Physical AI agents could continuously capture and analyze surgical techniques in real-time, building vast databases of procedural knowledge. Consider how the Johns Hopkins vision-language model learned surgical skills by watching thousands of hours of video: this same principle could operate continuously across every AI-enabled operating room worldwide.
Surgical innovations that currently take years to disseminate through conferences, journals, and training programs could be instantly captured, analyzed, and integrated into AI models. The physical AI revolution promises to democratize surgical expertise, making the accumulated knowledge of the world's best surgeons instantly accessible in rural hospitals and underserved areas wherever advanced robotic systems are deployed.
This vision of AI-enhanced operating rooms and global knowledge sharing raises an important question: where do human surgeons fit in this increasingly automated future? The answer is firmly at the center of surgical care.

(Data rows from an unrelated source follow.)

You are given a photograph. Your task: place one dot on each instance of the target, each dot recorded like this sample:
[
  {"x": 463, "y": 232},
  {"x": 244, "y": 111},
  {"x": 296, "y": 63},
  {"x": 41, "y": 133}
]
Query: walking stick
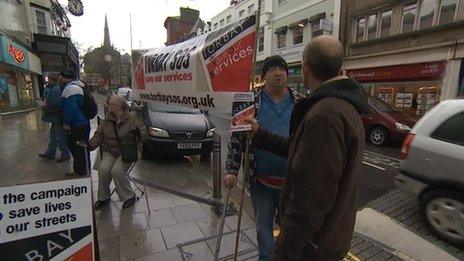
[
  {"x": 242, "y": 194},
  {"x": 221, "y": 226},
  {"x": 89, "y": 173}
]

Physical AI in surgery is fundamentally designed around human-centered principles that preserve the surgeon's role as the ultimate decision-maker and patient advocate. While autonomous systems excel at precision, consistency, and pattern recognition, surgery requires qualities that remain uniquely human: complex ethical reasoning, adaptability to unexpected complications, empathetic patient communication, and the ability to make split-second decisions in unprecedented situations.
The most successful implementations maintain surgeons at the center of care delivery, using AI to eliminate routine tasks, reduce physical strain, and provide enhanced precision tools. This collaborative approach ensures that as surgical technology evolves, it amplifies rather than diminishes the irreplaceable human elements that define exceptional surgical care.
In 2025, physical AI is transforming surgery through multiple approaches: da Vinci robots learning from surgical videos, Moon Surgical's collaborative bedside assistance, and STAR's supervised autonomy. What began with manually controlled systems requiring hand-coded programming has evolved into intelligent agents that learn from thousands of procedures.
The Johns Hopkins researchers training robots through imitation learning, Anne Osdoit's vision of empowered surgeons, and emerging networks of shared surgical knowledge all point toward collaborative intelligence that amplifies human capabilities rather than replacing them.
As Osdoit envisions, the goal is creating "the empowered surgeon." In operating rooms worldwide, that future is already unfolding, one intelligent procedure at a time.
This article explores the intersection of physical AI, embodied intelligence, and surgical robotics, examining how autonomous systems are transforming medical practice while preserving the essential human elements of surgical care.